Chapter 7.12: Dropout
Limitation of Bagging
When training a very large neural network, it is often impractical to train and average multiple models because the computational cost is too high.
Dropout
Dropout is a computationally efficient alternative to bagging that trains an ensemble of subnetworks by randomly dropping units during training.
If we have \(n\) droppable units, each of them can be either kept or dropped independently, we have \(2^n\) subnetworks.
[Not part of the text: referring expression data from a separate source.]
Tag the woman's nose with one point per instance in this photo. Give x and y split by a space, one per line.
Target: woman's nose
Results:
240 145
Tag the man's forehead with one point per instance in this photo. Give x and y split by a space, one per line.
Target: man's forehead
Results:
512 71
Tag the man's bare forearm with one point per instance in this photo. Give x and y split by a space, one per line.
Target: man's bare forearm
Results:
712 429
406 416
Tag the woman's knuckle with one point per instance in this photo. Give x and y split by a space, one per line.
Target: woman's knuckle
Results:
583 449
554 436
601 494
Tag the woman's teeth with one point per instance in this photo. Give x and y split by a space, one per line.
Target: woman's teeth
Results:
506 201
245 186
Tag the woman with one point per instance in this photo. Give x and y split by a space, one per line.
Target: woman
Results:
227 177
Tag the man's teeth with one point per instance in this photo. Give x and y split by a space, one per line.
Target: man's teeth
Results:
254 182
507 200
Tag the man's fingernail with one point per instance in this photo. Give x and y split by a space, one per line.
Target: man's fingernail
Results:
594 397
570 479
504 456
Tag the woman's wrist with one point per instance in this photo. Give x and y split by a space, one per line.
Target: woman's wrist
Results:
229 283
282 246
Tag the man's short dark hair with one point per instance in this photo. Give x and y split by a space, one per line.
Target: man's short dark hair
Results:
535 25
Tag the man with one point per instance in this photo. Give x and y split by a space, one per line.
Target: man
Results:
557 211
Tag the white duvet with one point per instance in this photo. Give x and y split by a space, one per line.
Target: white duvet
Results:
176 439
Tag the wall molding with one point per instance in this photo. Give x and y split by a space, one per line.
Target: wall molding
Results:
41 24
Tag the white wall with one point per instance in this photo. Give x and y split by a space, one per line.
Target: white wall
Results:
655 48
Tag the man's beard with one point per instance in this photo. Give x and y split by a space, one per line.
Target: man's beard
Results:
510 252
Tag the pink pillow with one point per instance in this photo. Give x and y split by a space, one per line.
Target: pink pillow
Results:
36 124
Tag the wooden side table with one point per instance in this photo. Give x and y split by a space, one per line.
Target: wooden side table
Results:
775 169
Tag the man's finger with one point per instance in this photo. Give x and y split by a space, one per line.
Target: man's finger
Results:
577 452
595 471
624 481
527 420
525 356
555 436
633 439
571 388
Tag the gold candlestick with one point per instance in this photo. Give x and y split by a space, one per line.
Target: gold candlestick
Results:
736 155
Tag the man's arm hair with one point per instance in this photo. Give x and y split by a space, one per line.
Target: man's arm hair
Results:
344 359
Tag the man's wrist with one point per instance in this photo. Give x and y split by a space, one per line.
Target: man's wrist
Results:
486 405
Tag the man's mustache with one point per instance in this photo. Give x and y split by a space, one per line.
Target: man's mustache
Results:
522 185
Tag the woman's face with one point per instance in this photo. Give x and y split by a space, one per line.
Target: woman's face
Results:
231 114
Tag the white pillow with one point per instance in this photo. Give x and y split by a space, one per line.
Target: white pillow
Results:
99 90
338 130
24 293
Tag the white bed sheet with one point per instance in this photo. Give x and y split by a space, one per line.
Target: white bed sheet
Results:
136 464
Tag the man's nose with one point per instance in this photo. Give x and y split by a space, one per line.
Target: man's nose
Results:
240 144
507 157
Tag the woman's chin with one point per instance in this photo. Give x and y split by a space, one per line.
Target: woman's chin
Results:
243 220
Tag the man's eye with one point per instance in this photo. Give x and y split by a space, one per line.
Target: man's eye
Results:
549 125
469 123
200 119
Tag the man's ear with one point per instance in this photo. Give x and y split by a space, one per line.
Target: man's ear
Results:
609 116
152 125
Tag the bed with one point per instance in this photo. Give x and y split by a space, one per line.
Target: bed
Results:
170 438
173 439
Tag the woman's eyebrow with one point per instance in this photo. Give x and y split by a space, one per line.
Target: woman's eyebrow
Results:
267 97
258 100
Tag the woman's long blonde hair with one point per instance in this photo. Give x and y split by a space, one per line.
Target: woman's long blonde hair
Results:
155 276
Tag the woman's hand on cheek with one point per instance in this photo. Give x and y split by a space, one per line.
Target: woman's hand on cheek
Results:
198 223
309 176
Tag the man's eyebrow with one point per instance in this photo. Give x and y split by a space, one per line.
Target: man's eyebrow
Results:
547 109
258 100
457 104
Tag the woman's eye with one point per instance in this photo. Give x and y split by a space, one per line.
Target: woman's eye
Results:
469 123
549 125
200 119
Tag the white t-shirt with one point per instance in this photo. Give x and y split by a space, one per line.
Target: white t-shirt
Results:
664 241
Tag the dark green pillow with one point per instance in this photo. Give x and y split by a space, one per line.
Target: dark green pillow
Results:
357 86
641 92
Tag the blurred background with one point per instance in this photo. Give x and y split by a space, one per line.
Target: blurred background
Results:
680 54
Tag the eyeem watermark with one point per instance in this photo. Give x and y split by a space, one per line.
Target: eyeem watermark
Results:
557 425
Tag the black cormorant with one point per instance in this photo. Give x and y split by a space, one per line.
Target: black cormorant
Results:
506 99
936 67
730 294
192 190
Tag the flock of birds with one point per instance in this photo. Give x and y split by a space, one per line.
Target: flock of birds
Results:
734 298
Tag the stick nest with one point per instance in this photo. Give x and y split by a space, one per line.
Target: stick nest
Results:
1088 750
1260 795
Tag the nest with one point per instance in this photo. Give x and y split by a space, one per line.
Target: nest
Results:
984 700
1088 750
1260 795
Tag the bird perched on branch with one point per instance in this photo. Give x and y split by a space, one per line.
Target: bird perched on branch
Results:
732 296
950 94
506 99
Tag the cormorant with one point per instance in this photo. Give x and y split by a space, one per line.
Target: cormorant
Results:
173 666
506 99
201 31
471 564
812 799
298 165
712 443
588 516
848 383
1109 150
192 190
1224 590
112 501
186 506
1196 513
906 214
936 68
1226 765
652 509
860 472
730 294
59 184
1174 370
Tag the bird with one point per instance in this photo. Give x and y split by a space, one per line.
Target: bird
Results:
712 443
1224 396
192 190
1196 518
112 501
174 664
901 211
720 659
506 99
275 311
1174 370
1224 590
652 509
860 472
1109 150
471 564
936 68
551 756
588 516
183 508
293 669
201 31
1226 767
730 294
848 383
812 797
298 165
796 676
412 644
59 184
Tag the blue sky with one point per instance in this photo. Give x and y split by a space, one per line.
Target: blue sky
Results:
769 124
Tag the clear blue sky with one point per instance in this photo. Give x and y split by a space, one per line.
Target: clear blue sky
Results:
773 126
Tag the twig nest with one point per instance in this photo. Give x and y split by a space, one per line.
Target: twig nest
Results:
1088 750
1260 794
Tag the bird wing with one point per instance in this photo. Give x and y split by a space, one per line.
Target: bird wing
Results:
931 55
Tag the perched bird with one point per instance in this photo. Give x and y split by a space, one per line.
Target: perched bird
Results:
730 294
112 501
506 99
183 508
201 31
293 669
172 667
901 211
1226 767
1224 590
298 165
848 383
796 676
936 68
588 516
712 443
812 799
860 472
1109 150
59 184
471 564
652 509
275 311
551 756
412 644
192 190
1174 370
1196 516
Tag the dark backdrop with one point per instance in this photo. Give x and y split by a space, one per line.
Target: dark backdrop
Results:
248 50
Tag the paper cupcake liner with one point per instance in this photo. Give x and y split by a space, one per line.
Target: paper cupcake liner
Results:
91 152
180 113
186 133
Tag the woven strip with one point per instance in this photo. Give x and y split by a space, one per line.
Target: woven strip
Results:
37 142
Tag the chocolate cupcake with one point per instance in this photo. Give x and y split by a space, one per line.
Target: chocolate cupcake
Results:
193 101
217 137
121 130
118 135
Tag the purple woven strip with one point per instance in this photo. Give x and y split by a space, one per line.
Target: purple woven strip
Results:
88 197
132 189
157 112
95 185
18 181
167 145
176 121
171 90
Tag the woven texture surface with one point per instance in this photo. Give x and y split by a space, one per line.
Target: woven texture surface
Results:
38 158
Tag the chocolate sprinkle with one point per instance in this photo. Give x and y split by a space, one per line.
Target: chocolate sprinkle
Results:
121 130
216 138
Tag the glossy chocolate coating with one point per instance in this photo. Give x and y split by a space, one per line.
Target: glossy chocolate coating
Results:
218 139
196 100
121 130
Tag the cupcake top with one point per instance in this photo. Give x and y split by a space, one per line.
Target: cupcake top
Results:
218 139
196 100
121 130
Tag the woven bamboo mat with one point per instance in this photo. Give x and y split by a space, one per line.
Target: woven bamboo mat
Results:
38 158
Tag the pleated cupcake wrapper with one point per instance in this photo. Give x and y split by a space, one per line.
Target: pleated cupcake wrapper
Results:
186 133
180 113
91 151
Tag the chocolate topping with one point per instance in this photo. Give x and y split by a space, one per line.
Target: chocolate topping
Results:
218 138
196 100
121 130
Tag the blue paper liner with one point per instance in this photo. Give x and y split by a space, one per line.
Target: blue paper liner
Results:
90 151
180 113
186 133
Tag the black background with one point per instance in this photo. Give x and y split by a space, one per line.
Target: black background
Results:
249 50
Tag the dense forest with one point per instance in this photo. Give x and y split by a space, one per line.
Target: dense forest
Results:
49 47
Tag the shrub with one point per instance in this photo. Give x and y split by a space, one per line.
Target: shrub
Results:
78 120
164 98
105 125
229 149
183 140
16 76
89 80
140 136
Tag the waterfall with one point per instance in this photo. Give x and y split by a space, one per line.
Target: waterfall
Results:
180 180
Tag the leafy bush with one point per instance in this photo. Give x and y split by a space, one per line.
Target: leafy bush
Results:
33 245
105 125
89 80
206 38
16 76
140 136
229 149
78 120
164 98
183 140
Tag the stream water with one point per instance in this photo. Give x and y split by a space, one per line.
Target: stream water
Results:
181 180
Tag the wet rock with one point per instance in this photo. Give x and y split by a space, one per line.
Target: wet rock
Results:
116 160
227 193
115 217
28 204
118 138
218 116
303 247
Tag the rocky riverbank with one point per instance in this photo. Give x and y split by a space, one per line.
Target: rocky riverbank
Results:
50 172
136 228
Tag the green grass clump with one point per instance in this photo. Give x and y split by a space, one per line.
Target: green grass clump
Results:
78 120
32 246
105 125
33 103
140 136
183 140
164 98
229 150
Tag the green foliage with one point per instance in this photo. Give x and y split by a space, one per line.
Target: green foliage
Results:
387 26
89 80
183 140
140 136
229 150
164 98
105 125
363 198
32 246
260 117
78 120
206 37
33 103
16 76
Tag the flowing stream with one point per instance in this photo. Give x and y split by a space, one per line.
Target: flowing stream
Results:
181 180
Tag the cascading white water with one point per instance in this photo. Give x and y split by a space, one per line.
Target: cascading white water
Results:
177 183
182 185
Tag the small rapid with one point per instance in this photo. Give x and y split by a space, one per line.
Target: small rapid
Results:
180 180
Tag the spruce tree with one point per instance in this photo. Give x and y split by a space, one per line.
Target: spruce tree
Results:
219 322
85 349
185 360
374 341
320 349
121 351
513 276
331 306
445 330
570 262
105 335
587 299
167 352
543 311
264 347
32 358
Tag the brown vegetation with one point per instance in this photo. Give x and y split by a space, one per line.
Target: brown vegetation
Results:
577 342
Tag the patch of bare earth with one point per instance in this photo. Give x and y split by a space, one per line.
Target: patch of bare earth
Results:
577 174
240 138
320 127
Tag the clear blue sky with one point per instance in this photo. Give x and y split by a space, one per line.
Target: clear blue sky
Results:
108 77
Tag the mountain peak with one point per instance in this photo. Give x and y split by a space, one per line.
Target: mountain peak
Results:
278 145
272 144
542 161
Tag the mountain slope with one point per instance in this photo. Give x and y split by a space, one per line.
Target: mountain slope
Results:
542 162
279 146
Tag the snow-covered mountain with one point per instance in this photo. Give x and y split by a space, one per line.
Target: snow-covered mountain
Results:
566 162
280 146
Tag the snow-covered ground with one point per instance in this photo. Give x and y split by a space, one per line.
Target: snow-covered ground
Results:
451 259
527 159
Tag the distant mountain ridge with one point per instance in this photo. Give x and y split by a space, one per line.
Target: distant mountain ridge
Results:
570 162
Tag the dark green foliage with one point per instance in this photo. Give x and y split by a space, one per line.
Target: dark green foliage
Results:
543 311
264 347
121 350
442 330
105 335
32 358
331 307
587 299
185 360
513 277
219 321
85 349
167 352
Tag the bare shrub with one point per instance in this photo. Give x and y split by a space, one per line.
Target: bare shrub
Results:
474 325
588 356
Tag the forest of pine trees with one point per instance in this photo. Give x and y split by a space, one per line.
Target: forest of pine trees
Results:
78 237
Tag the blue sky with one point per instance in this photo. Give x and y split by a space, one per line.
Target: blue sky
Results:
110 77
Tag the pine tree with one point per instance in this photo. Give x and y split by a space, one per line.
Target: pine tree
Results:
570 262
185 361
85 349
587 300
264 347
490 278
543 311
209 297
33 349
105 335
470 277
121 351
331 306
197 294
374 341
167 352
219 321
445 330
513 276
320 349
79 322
\[ 2\times2\times2\text{...}\times2=2^n \]

Comparing with Bagging
Assume our task is to output the probability.
Bagging (Equation 7.52): Averages predictions from \(k\) independently trained models.
\[ \frac{1}{k}\sum_{i=1}^kp^{(i)}(y|x) \]
Dropout (Equation 7.53): Takes a weighted sum over all possible mask configurations, where \(p(\mu)\) is the probability to sample mask \(\mu\).
\[ \sum_\mu p(\mu)p(y|x,\mu) \]
Masks
We use a vector to represent masks for each unit:
\[ \mu=[\mu_1,\mu_2,...\mu_n] \]
During training, we sample masks:
\[ \begin{aligned} h &= [h_1,h_2,...,h_n] \\ h' &= h\odot\mu \end{aligned} \]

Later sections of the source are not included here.